Syndergaard excelled in September and bookmarked the final month with two impressive complete game victories — the first two of his career. He sported a sparkling 1.74 ERA in September, although he FIP settled in at 3.24 thanks in part to the allowing a season-high three home runs while walking a season-high 14 in his six starts that month. Still, closing out the year with a complete-game, five-hit shutout at home while tossing just 101 pitches gave the team and its fans reason to believe that the best is yet to come.

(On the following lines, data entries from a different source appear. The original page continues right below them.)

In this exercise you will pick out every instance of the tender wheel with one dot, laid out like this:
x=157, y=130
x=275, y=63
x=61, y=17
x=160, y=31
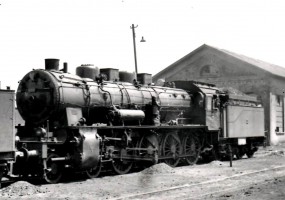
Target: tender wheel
x=249, y=153
x=171, y=146
x=122, y=166
x=149, y=142
x=192, y=148
x=53, y=173
x=94, y=172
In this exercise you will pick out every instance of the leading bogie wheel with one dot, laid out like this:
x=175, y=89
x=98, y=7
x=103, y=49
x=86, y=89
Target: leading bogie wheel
x=94, y=172
x=171, y=147
x=53, y=173
x=191, y=148
x=122, y=166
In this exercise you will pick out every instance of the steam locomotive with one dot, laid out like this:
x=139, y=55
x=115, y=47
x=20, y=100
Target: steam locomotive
x=88, y=121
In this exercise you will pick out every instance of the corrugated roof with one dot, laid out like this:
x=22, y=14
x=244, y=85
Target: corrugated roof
x=271, y=68
x=268, y=67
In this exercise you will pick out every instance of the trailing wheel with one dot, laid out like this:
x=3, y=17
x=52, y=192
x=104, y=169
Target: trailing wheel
x=94, y=172
x=53, y=172
x=122, y=166
x=191, y=148
x=171, y=147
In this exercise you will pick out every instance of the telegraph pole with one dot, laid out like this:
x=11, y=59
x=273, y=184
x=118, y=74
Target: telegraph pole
x=135, y=51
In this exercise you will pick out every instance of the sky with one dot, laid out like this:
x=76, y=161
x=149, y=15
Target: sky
x=98, y=32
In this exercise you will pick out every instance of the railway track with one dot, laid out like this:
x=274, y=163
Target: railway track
x=213, y=187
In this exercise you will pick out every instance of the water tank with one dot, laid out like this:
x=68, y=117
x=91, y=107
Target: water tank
x=87, y=71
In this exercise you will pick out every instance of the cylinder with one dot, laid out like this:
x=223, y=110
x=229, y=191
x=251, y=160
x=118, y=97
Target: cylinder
x=51, y=64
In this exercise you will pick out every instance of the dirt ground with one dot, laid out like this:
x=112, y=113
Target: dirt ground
x=247, y=179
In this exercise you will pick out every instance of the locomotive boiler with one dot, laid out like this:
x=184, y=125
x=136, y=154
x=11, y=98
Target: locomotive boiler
x=90, y=121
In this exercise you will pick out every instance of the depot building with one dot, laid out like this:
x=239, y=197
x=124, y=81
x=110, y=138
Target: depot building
x=227, y=69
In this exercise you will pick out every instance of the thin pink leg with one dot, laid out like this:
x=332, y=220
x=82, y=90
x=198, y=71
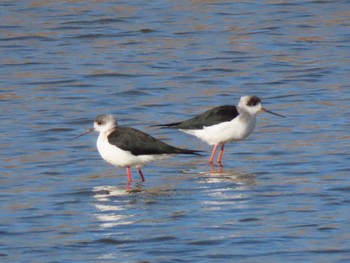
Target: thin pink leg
x=141, y=174
x=213, y=154
x=221, y=153
x=128, y=172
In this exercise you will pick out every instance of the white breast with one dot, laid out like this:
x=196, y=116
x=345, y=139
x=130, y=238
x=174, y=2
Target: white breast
x=119, y=157
x=235, y=130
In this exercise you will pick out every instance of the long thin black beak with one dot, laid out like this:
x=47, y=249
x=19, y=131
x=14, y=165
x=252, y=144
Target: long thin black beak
x=273, y=113
x=85, y=132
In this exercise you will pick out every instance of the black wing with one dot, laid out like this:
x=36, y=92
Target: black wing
x=140, y=143
x=211, y=117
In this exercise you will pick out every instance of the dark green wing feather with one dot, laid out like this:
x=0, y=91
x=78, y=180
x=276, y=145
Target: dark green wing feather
x=211, y=117
x=140, y=143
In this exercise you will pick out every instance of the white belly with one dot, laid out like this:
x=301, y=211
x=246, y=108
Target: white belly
x=121, y=158
x=235, y=130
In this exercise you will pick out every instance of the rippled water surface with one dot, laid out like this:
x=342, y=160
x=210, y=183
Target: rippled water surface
x=283, y=195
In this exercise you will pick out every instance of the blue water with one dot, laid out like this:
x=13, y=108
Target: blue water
x=283, y=194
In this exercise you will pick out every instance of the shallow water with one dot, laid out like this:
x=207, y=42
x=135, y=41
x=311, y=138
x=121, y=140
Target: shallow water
x=282, y=195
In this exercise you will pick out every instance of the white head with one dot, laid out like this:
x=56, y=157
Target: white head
x=104, y=122
x=252, y=105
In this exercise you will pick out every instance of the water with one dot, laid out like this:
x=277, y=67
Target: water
x=283, y=194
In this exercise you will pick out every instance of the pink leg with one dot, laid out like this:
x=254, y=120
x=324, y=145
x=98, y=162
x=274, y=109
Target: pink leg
x=221, y=153
x=141, y=174
x=128, y=172
x=213, y=153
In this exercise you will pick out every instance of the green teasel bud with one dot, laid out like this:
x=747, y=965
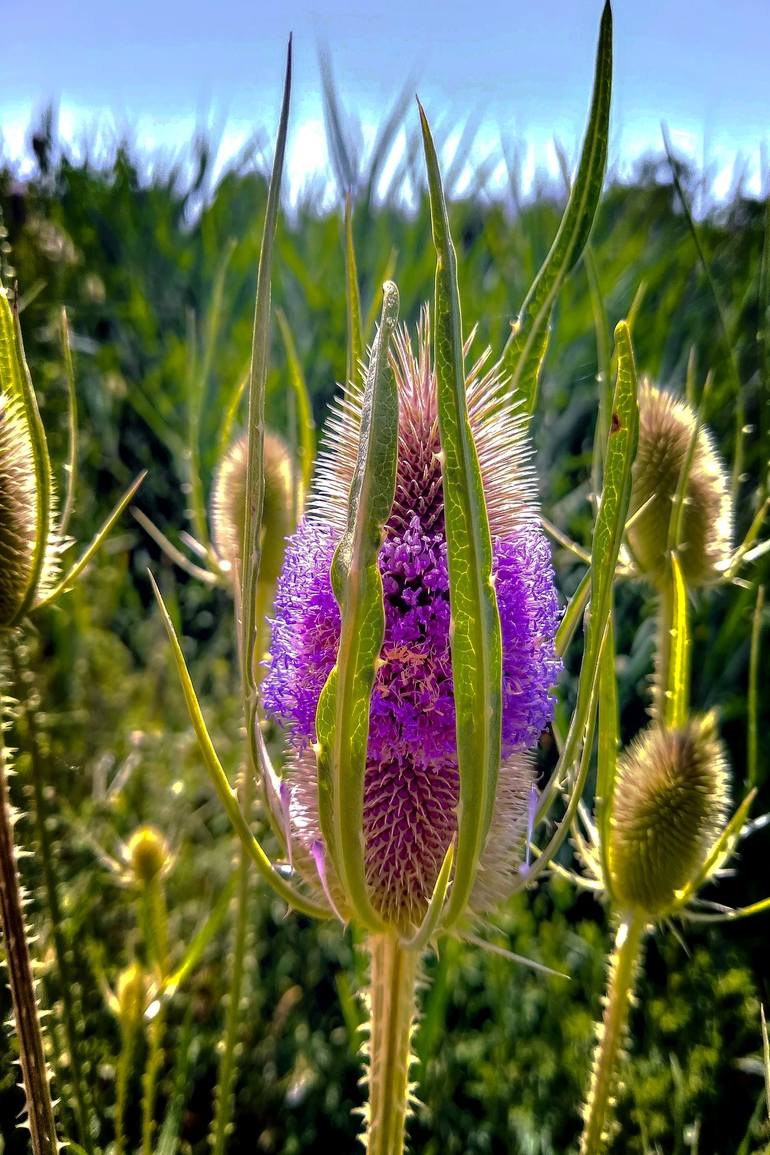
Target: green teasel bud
x=671, y=805
x=131, y=996
x=148, y=855
x=667, y=427
x=229, y=504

Syndergaard was able to work far more efficiently in the season’s final month, averaging less per inning (14) than he did in the previous five months (16) and generally pitching deeper into games. His improved overall numbers in September coincide with a steep drop in BABIP, which registered at .241 in September after coming in at .350 through August 31. This could speak to better defense and more luck behind him than anything. On the season, Syndergaard also allowed the lowest Hard% among all starting pitchers in baseball with 21.9% while coming in with the second-best soft% (25.3%) behind Boston’s Chris Sale, so while his final numbers weren’t elite, there’s still plenty of positives to take away from his solid season.
Curiously, his strikeout numbers were down — he closed the year out with a 24.1% strikeout rate, as compared to 29.3% in 2016 and 27.4% in 2017 — which is something worth watching in 2019. In total, he only registered three double-digit strikeout performances, two of which came in the season’s opening month. His velocity on his hard pitches also dipped from the previous two seasons, although not dramatically enough that it should warrant concern.

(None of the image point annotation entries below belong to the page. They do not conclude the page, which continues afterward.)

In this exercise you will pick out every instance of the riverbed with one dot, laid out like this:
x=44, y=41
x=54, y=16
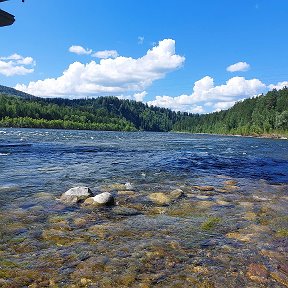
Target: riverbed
x=224, y=222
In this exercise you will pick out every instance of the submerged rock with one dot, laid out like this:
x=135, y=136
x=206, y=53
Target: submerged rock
x=258, y=273
x=103, y=199
x=160, y=198
x=176, y=194
x=76, y=194
x=129, y=186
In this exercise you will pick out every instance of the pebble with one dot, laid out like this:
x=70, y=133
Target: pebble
x=102, y=199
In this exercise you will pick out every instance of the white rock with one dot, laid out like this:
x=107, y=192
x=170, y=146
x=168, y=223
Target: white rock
x=76, y=194
x=103, y=199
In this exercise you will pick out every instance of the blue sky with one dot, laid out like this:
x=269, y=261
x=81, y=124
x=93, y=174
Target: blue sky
x=196, y=56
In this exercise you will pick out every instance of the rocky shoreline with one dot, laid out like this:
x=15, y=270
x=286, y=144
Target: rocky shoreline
x=129, y=235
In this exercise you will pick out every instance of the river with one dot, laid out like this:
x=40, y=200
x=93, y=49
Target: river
x=228, y=229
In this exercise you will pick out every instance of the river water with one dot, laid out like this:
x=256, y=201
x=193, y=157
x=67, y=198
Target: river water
x=228, y=228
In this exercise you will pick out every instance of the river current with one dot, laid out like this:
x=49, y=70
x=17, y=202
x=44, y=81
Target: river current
x=228, y=228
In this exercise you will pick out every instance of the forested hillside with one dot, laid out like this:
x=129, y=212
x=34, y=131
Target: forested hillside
x=103, y=113
x=262, y=115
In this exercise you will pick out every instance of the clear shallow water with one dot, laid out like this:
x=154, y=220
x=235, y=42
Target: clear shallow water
x=194, y=240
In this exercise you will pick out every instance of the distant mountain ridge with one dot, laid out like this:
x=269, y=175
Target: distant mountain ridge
x=265, y=115
x=14, y=92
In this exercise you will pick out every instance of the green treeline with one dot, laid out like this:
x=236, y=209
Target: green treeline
x=103, y=113
x=262, y=115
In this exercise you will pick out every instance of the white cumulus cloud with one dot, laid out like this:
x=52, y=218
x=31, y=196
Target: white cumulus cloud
x=16, y=64
x=279, y=85
x=206, y=97
x=110, y=76
x=80, y=50
x=105, y=54
x=240, y=66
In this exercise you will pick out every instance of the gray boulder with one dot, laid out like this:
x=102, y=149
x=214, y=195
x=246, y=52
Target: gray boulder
x=103, y=199
x=76, y=194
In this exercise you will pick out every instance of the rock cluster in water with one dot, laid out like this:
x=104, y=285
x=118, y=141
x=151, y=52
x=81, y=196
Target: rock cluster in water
x=85, y=195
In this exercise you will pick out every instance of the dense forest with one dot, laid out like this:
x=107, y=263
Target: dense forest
x=262, y=115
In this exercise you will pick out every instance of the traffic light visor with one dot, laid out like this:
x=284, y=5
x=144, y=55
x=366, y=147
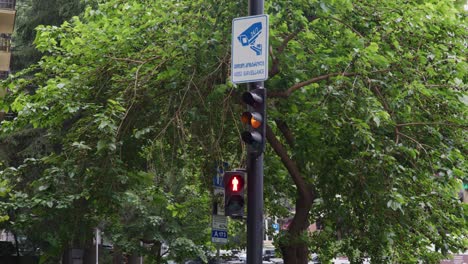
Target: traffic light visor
x=253, y=119
x=251, y=137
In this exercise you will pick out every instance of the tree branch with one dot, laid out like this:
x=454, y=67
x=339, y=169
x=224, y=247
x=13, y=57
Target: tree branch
x=275, y=61
x=430, y=123
x=290, y=165
x=297, y=86
x=287, y=133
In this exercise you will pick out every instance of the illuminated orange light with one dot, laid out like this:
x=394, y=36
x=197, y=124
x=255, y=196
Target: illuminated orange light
x=245, y=118
x=255, y=123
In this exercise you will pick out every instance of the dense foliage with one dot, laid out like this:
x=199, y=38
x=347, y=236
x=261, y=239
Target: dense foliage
x=131, y=107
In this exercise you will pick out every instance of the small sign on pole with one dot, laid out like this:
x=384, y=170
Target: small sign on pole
x=219, y=236
x=249, y=50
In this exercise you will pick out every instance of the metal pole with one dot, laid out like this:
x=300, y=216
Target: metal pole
x=255, y=179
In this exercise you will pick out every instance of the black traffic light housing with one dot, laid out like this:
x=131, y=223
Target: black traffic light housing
x=255, y=119
x=234, y=184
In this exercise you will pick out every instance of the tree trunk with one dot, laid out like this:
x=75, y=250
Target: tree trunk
x=295, y=251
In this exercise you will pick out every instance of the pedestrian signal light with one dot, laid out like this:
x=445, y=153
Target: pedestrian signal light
x=253, y=119
x=234, y=193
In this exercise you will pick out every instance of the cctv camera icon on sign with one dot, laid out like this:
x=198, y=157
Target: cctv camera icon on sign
x=250, y=35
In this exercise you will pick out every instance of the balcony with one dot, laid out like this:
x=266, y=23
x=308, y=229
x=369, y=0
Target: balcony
x=7, y=16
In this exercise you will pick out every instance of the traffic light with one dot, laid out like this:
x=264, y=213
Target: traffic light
x=234, y=183
x=255, y=119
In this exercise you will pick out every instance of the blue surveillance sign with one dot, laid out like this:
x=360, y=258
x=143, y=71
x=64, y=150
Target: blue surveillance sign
x=249, y=51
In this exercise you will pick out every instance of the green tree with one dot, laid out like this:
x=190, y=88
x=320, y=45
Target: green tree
x=367, y=116
x=32, y=13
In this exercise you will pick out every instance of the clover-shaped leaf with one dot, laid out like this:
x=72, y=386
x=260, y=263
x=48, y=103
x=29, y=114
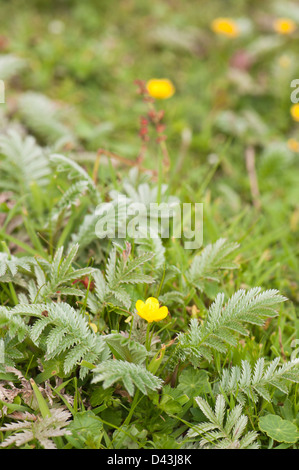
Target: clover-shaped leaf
x=279, y=429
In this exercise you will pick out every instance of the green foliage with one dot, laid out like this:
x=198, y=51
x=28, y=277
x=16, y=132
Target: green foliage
x=225, y=319
x=79, y=368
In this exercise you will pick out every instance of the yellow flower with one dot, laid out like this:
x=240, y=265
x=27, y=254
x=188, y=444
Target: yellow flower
x=293, y=145
x=284, y=26
x=295, y=112
x=93, y=326
x=160, y=88
x=150, y=310
x=226, y=27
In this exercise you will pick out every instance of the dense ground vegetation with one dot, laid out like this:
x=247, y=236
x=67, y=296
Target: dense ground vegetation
x=80, y=365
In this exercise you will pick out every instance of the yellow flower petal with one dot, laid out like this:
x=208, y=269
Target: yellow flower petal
x=160, y=88
x=284, y=26
x=94, y=327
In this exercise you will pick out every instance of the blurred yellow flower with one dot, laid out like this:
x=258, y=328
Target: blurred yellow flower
x=284, y=61
x=160, y=88
x=284, y=26
x=295, y=112
x=293, y=145
x=150, y=310
x=226, y=27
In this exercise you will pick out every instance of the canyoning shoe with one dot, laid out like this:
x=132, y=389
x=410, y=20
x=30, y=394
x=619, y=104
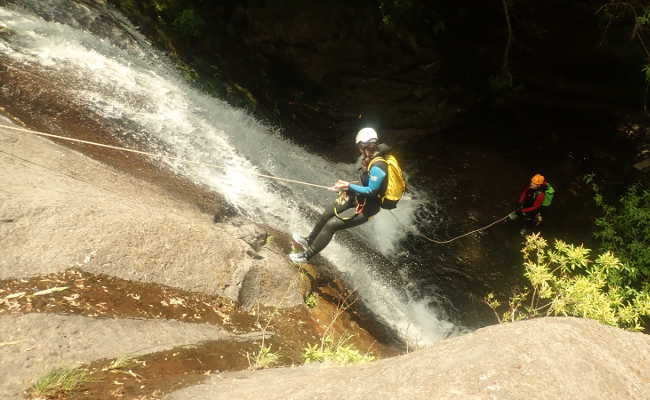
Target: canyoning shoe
x=298, y=258
x=300, y=240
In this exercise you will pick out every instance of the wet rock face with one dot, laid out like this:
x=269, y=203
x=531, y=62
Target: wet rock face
x=96, y=224
x=547, y=358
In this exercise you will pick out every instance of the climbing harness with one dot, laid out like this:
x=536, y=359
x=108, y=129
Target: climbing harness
x=14, y=128
x=396, y=182
x=343, y=198
x=456, y=237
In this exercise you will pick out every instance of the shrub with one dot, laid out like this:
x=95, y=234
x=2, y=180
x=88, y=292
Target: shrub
x=263, y=358
x=60, y=380
x=563, y=280
x=339, y=352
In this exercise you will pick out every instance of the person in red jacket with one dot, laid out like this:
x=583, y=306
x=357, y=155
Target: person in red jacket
x=531, y=200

Syndergaard also allowed the most stolen bases of any pitcher in baseball, a problem that has reared its ugly head throughout his career. His difficulty with holding runners on has been discussed ad nauseum, but it’s something worth noting when discussing his body of work. In total, he allowed 32 stolen bases, topping his teammate Steven Matz, who allowed 28. Since his debut, 97 out of 112 base runners have stolen successfully against Syndergaard, an alarming 86.6% success rate for the runner. The club did sign veteran catcher Wilson Ramos this offseason, who threw out 30% of base runners in 2019 compared to 21.1% thrown out by the five catchers the Mets used. Having a veteran like Ramos behind the plate could be a great benefit to the talented, but still young, Syndergaard.

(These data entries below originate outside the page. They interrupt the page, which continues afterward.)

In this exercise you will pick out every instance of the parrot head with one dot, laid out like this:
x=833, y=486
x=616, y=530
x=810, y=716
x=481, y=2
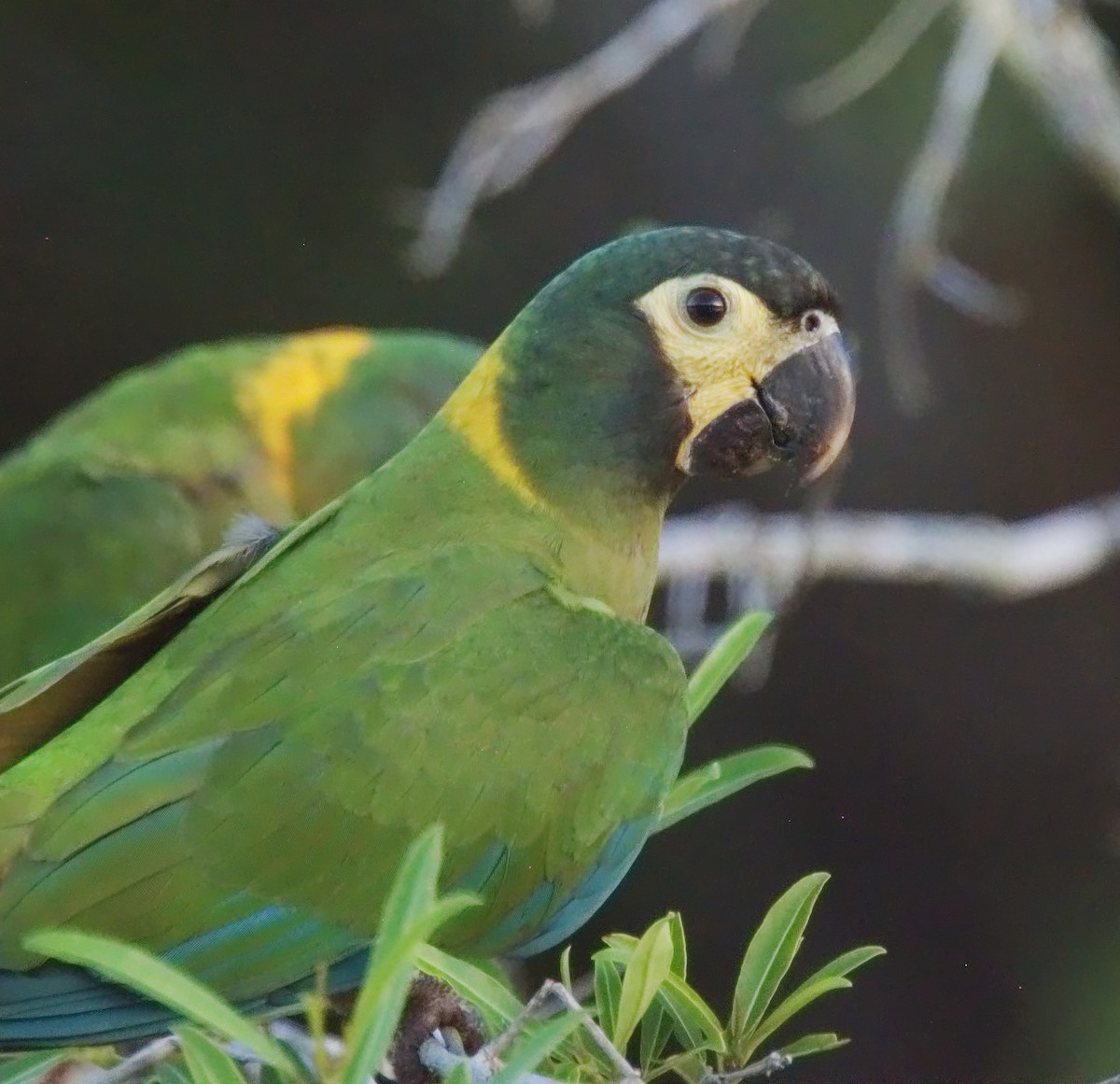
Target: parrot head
x=680, y=352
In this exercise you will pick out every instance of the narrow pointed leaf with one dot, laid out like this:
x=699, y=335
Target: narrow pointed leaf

In looking ahead, Steamer’s projections for Syndergaard aren’t all that kind, as they forsee Syndergaard finishing 2019 with a 3.50 ERA and 3.29 FIP — both would represent career highs — while making 29 starts and tossing 176.0 innings. They are also predicting a 9.32 K/9 — a slight improvement on his 2018 number — but a 2.34 BB/9, which would surpass his career-worst mark from 2018. In total, they see Syndergaard being worth a 3.6 fWAR. PECOTA’s projections are a little more flattering in terms of ERA (3.02) and K/9 (10.02), but they have Syndergaard posting a 2.46 BB/9. PECOTA is anticipating that Syndergaard will finish with a 3.2 WARP.
For Syndergaard to follow in Jacob deGrom’s footsteps and become a Cy Young contender, he will need to work on recapturing the excellent command and pitch location he displayed in 2016 and the early part of 2017. Prior to suffering his injury in 2017, he had not walked a batter. He finished the year with three walks in 30.1 innings and was well on his way to posting elite-level numbers for the full season. This is something that can help him reclaim that dominance in 2019.
While Marvel’s Thor will be busy helping the rest of the Avengers defeat Thanos this April, the Mets’ Thor will enter April looking to build on the positives from last season to help guide the Mets back into the postseason. If he can take the next step — like deGrom did — and become the elite starting pitcher that the team and its fans have been waiting for, 2019 could be a special year.